The project

METAsurfaces for ultraFAst light STructuring (METAFAST)

Modern optical links are the information highways of the planet, also referred to as the core or backbone optical network. At present, long-haul (hundreds of km) fiber optics connections are capable of an amazing 100-200 Gbit/s transmission rate per channel. However, the recent spreading of cloud services and the concentration of users’ digital information in big data centers are posing an increasing demand of additional capacity and reduced latency for distributed computation and faster bandwidth provisioning. The 5G radio technology, prospecting 1000 times more capacity compared to the current 4G, with end-to-end latency decreased to milliseconds at least for nearby end-points, is a promise for customers and end users, but such a development is hampered by the lack of capacity and infrastructure in the backhaul [3GPP, Technical Specification (TS), 6 2019, version V15.6.0]. The backhaul is the network part that interconnects the access networks (where cellular devices are connected via wireless) with the backbone. A 5G base station is designed to support access capacity in excess of 100 Gbit/s, and the only reliable technology today to support such a capacity are optical fibers. The idea of installing an optical cable for each and every base station in 5G networks is one of the nightmares of operators, as the capital expense would be enormous. Research and investments in mmWave communications testify the scale of this problem, but mmWave technology can probably increase backhaul capacity by a factor of 10-100, leaving another two orders of magnitude to be gained before 5G can be fully deployed.

The backhaul is a classical metro-local level network, where free-space optics (FSO) links have been proposed to deliver high speed connection with the advantages of an easier installation/deployment compared to fiber-based systems, and a better protocol transparency and security compared to radio systems.
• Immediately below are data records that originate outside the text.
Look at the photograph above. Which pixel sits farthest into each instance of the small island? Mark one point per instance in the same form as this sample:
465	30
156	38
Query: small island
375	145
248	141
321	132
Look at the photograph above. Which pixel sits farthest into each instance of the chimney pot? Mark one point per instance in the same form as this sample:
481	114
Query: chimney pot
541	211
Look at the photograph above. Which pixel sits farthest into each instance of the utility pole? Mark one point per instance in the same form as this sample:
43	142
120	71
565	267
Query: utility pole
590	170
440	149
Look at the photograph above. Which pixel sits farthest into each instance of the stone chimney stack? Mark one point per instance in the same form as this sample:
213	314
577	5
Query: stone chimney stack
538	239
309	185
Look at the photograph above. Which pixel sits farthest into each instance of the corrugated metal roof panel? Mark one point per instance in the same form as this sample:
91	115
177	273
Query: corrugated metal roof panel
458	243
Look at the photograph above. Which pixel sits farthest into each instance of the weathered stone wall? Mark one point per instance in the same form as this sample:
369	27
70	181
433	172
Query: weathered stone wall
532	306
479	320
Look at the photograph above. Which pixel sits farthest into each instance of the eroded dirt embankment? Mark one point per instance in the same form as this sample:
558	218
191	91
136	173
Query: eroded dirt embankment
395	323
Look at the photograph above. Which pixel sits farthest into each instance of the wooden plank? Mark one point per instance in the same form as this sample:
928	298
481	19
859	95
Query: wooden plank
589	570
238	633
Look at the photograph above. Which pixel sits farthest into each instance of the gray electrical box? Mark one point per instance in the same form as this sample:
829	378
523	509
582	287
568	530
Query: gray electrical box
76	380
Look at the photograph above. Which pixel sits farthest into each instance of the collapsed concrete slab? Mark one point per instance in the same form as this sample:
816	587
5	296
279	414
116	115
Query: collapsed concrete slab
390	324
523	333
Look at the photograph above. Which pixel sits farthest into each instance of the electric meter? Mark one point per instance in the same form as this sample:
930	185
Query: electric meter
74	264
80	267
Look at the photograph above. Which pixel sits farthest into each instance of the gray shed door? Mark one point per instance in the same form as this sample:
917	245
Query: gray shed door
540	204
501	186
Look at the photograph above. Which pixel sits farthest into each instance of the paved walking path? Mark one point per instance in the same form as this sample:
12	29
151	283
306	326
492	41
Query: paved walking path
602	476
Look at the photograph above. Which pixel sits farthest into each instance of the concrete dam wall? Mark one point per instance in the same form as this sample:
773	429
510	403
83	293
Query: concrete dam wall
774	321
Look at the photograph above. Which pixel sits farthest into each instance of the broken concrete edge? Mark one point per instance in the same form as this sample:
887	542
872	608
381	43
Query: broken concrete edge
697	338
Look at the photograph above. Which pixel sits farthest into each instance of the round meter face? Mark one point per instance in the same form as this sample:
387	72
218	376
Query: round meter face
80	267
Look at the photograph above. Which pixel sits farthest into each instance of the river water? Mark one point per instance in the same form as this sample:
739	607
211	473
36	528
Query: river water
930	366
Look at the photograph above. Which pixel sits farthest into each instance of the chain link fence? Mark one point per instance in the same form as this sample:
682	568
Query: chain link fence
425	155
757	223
Notwithstanding, the strong sensitivity to adverse weather conditions (especially fog and rain) has so far prevented the spreading of FSO links.

The state-of-the-art of SOAM modulation technology to date is largely based on liquid crystals or digital micromirrors, which suffer from intrinsic limits in terms of speed (of the order of thousands bit per second) and prevent real-world telecom applications (demanding billions bit per second data rate). Thanks to our novel approach to ultrafast light structuring via nonlinear optical metasurfaces we will tackle the formidable challenge of increasing by 6 orders of magnitude the speed of SOAM modulators. Such a result could provide the metropolitan optical network with the kind of speed, robustness and security requested to support the 5G radio technology, thus underpinning the forthcoming fourth industrial revolution with fast communications for the so-called internet of things.